After spending so many years as a writer, I get that my own creative process demands a few things – quiet, comfort, reflection. That’s me. Somebody else does it a different way. And we each define what we need in our own ways. When painting, “quiet” can mean listening to my favorite jazz tunes, “comfort” can be happy wearing a sweatshirt and a jacket on a chilly day when the heat isn’t working quite right, and “reflection” can be gazing out the window to see what’s happening in the street or looking at the leaves on a tree in the park with nothing else in mind. We all get to choose.
And it is our choices while we work on the Art that keep the Fear at bay.
Mind you, I’m just talking here about artists who actually do the work themselves. I’m not talking about the ones, many famous, who are like writers who outline their bestsellers and hire other people to write them. A pundit once said there should be a different word for tomatoes grown in a hot house that don’t taste at all like tomatoes grown in the garden.

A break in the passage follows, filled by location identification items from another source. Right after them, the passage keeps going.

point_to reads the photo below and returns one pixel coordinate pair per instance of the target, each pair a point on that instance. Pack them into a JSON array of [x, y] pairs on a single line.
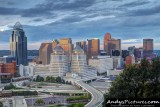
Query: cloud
[[131, 41], [135, 3], [146, 12]]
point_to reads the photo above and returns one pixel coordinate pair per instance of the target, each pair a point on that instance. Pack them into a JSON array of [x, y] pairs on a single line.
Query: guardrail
[[97, 96]]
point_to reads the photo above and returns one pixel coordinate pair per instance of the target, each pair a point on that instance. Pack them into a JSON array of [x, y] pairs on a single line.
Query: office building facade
[[18, 44], [93, 48], [111, 44]]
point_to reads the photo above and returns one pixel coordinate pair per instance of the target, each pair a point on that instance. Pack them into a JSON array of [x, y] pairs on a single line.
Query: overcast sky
[[45, 20]]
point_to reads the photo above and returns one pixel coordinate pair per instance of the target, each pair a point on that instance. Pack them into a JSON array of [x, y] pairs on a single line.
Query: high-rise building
[[45, 51], [111, 44], [115, 53], [138, 53], [18, 44], [106, 38], [130, 60], [82, 44], [93, 48], [66, 44], [131, 50], [148, 45], [8, 68], [125, 53]]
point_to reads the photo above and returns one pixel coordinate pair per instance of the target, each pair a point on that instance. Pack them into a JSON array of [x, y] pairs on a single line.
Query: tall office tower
[[125, 53], [111, 44], [82, 44], [106, 38], [138, 53], [93, 48], [78, 60], [115, 53], [148, 45], [18, 44], [45, 51], [66, 44], [58, 64], [131, 50]]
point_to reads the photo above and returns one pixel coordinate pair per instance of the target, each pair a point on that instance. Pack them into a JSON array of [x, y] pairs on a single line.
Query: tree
[[1, 104], [138, 81], [39, 79], [39, 101], [58, 79]]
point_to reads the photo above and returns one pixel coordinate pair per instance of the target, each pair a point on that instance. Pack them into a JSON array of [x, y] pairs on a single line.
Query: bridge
[[97, 96]]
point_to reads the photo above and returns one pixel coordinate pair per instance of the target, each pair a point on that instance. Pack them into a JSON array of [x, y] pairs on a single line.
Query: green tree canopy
[[138, 81]]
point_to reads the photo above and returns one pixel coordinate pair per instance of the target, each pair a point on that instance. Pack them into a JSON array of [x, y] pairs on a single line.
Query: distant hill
[[30, 53], [36, 52]]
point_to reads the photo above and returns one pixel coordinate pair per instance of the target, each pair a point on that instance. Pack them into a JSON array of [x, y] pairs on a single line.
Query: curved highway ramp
[[97, 96]]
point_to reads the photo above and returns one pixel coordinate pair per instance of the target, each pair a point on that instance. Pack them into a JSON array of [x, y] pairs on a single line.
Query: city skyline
[[81, 20]]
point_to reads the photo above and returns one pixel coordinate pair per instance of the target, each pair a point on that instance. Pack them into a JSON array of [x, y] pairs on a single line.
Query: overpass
[[97, 96]]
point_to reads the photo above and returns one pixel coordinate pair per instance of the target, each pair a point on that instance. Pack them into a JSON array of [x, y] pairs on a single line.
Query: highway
[[97, 96]]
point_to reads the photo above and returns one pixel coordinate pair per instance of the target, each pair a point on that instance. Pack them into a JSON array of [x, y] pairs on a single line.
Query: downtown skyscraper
[[111, 44], [18, 44]]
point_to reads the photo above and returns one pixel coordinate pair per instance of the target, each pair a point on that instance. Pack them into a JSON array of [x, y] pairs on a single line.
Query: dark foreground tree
[[138, 81]]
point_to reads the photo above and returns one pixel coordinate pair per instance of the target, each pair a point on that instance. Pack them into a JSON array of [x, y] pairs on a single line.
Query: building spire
[[18, 26]]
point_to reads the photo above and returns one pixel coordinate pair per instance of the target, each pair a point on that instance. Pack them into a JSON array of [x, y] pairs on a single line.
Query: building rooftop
[[78, 49], [58, 48], [18, 26]]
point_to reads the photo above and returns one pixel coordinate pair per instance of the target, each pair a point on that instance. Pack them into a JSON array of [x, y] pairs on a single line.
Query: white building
[[58, 65], [117, 62], [102, 63], [79, 67]]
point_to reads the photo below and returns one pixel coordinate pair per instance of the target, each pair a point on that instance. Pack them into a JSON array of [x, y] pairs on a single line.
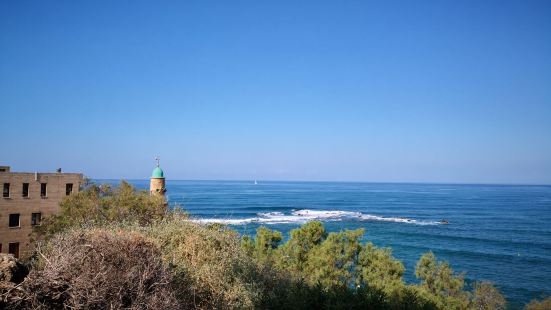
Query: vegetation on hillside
[[119, 248]]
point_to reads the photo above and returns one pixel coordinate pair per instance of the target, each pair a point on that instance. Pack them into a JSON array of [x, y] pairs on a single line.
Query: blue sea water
[[499, 233]]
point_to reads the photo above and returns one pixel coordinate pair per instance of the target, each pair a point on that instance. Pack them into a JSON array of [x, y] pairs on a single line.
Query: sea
[[496, 233]]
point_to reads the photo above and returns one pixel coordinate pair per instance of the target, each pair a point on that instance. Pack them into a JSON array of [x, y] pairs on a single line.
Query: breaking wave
[[303, 216]]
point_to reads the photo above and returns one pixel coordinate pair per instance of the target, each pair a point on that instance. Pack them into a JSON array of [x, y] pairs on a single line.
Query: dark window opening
[[68, 189], [25, 192], [43, 189], [14, 220], [13, 248], [6, 190], [36, 218]]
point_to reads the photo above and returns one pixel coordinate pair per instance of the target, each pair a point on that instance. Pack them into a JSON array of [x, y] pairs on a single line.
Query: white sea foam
[[303, 216]]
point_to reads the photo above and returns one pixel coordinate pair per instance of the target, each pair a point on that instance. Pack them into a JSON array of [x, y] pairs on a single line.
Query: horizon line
[[327, 181]]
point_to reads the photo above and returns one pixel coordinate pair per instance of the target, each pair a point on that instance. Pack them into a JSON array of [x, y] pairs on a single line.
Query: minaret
[[157, 184]]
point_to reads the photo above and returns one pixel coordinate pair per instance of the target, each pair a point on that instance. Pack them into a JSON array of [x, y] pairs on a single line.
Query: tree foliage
[[102, 204]]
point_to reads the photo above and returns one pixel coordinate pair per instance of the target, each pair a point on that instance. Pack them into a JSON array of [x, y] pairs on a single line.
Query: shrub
[[98, 269], [211, 271], [102, 204]]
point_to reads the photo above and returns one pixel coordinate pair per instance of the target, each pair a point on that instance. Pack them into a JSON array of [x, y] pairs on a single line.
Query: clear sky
[[391, 91]]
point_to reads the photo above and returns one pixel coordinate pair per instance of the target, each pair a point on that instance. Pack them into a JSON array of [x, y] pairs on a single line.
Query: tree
[[377, 268], [103, 204], [487, 297], [333, 262], [438, 279], [294, 253]]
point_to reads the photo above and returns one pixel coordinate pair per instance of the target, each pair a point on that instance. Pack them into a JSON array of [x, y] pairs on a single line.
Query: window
[[68, 189], [6, 190], [43, 189], [13, 248], [25, 192], [14, 220], [36, 218]]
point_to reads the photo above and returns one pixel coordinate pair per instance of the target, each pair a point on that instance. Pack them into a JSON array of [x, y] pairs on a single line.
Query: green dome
[[157, 173]]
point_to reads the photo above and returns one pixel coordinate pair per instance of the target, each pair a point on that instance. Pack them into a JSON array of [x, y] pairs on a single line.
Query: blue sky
[[389, 91]]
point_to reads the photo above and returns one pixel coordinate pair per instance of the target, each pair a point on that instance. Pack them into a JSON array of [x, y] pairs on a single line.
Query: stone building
[[27, 198]]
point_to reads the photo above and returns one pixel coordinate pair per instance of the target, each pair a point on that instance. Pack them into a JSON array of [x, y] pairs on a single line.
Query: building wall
[[17, 204]]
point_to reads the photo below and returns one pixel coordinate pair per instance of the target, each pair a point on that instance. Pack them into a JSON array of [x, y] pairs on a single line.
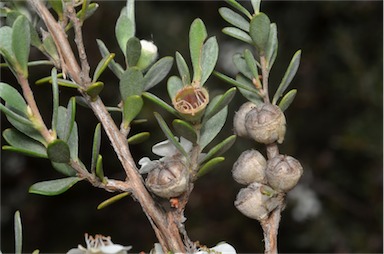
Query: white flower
[[166, 149], [100, 245], [223, 248]]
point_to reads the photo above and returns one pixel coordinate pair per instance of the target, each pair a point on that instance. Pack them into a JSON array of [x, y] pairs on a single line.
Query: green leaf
[[138, 138], [209, 55], [112, 200], [220, 148], [58, 151], [55, 92], [124, 29], [234, 18], [224, 100], [272, 46], [133, 51], [131, 83], [96, 146], [12, 97], [21, 40], [256, 6], [6, 45], [288, 76], [115, 67], [157, 72], [212, 127], [63, 168], [197, 36], [242, 66], [209, 166], [94, 90], [248, 89], [239, 7], [251, 63], [259, 30], [102, 65], [99, 169], [174, 85], [237, 34], [23, 144], [287, 100], [18, 233], [183, 69], [53, 187], [160, 103], [131, 108], [170, 136], [185, 130], [67, 83]]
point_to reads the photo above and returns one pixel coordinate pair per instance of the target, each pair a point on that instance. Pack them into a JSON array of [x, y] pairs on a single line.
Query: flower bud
[[249, 167], [283, 172], [239, 119], [169, 179], [191, 102], [266, 124], [148, 54], [257, 201]]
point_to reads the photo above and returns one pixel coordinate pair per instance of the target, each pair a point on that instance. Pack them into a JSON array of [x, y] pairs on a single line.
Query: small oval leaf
[[112, 200], [259, 30], [183, 69], [53, 187], [288, 76], [197, 36], [94, 90], [131, 108], [185, 130], [209, 166], [138, 138], [58, 151]]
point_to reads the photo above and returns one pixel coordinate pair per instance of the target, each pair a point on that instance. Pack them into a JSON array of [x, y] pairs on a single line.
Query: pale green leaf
[[238, 34], [197, 36], [170, 136], [23, 144], [184, 129], [21, 40], [183, 69], [157, 72], [259, 30], [288, 76], [209, 55]]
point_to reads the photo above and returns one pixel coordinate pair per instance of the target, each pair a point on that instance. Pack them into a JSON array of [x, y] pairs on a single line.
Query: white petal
[[146, 165], [115, 249], [164, 148], [224, 248], [186, 144], [75, 251]]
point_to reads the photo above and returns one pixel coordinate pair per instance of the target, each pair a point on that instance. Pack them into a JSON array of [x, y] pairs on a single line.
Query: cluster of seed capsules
[[267, 180]]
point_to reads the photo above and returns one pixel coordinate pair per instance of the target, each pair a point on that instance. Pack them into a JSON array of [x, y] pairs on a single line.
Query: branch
[[166, 230]]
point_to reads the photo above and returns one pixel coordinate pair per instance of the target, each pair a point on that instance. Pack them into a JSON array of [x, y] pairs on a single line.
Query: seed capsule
[[239, 119], [249, 167], [283, 172], [266, 124], [257, 201], [169, 179]]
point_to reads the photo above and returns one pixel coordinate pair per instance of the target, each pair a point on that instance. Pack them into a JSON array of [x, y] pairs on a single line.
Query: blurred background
[[335, 128]]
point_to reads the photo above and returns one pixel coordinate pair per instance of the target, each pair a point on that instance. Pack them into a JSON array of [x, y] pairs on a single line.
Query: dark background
[[335, 128]]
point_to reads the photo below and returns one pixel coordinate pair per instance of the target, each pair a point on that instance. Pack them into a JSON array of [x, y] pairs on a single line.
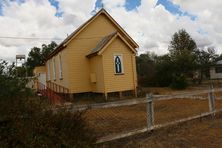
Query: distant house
[[216, 70], [40, 76], [98, 57]]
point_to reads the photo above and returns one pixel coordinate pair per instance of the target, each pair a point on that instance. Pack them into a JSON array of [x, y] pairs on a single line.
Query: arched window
[[118, 64]]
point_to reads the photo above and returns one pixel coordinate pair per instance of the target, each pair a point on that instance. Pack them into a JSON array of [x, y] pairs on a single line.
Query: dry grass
[[122, 119], [197, 133]]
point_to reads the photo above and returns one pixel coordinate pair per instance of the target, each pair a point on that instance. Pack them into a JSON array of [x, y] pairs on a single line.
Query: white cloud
[[151, 26]]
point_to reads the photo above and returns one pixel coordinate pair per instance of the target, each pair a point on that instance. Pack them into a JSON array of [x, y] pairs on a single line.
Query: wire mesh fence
[[138, 115]]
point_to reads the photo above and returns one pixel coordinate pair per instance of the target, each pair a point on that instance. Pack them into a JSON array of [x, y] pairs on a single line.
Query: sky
[[151, 23]]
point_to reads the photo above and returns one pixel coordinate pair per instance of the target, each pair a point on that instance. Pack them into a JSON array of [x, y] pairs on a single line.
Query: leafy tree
[[181, 41], [204, 60], [182, 53], [146, 69], [28, 121], [37, 56], [164, 70]]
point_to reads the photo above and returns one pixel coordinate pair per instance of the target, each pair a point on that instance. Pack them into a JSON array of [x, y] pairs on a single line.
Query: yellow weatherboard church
[[98, 57]]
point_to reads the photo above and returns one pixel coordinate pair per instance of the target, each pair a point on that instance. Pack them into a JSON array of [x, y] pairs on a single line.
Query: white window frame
[[121, 59], [54, 69], [48, 70], [60, 67]]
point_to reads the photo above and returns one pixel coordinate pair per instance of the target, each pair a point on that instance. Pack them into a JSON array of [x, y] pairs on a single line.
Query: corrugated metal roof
[[61, 46], [105, 40]]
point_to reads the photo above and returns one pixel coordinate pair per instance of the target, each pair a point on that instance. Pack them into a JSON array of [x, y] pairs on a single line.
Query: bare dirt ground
[[118, 120], [205, 132]]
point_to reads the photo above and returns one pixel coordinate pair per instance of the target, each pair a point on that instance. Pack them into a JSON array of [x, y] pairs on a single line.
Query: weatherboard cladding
[[62, 45]]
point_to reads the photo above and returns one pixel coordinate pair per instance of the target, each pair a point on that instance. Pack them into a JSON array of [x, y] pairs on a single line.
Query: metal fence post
[[211, 99], [150, 111]]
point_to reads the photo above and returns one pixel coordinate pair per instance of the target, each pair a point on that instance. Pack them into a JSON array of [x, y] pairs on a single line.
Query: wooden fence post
[[150, 111], [211, 99]]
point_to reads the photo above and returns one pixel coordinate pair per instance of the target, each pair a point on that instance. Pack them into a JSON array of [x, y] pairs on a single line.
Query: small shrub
[[25, 123]]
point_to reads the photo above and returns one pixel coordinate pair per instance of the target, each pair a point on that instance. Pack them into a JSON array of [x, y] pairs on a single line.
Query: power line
[[27, 38], [38, 38]]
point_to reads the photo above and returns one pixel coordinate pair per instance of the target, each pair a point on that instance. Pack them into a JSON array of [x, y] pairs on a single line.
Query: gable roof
[[64, 43], [105, 41]]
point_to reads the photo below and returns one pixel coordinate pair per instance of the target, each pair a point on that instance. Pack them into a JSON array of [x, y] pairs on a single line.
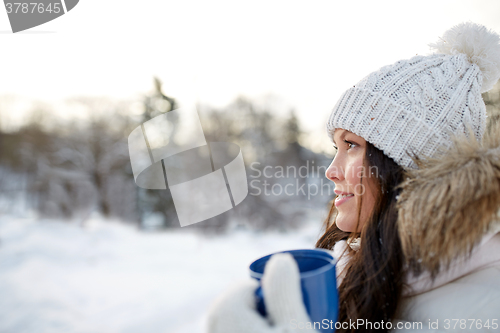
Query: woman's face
[[349, 171]]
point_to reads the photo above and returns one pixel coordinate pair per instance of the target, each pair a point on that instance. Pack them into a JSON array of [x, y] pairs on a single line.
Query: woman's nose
[[334, 171]]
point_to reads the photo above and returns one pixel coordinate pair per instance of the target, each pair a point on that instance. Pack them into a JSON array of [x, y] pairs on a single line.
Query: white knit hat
[[414, 106]]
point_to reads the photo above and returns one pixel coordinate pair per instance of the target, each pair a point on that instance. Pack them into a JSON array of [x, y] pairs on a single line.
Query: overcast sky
[[301, 54]]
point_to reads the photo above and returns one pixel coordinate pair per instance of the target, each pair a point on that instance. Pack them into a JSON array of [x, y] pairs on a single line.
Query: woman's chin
[[345, 224]]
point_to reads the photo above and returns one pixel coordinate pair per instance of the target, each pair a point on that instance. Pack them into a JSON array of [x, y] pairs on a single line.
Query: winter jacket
[[449, 223]]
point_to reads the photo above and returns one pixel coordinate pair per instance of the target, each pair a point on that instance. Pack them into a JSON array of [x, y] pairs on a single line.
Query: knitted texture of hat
[[413, 107]]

For my money, we need different words for “writers” who don’t really write the books and “artists” who don’t really do the work. But that’s a different essay for another day.
Right now, I’m happy being the writer who writes her own material and the artist who paints her own pictures. I’d have a hard time doing either of them any other way. I know people, too, who’d rather spend time working on their own cars than take them to a mechanic. It might take longer, but for them, it’s a whole lot more gratifying.
In the introduction to their book, Art and Fear, Bayles and Orland say this:
THIS IS A BOOK ABOUT MAKING ART. Ordinary art. Ordinary art means something like: all art not made by Mozart. After all, art is rarely made by Mozart-like people — essentially (statistically speaking) there aren’t any people like that. But while geniuses may get made once-a-century or so, good art gets made all the time. Making art is a common and intimately human activity, filled with all the perils (and rewards) that accompany any worthwhile effort. The difficulties artmakers face are not remote and heroic, but universal and familiar. This, then, is a book for the rest of us.
And so it is. We are the many who count as “the rest of us.” I say this with a little pride. I’m not a joiner by nature, but I’m damned proud to be among “the rest of us” in the worlds of art and writing.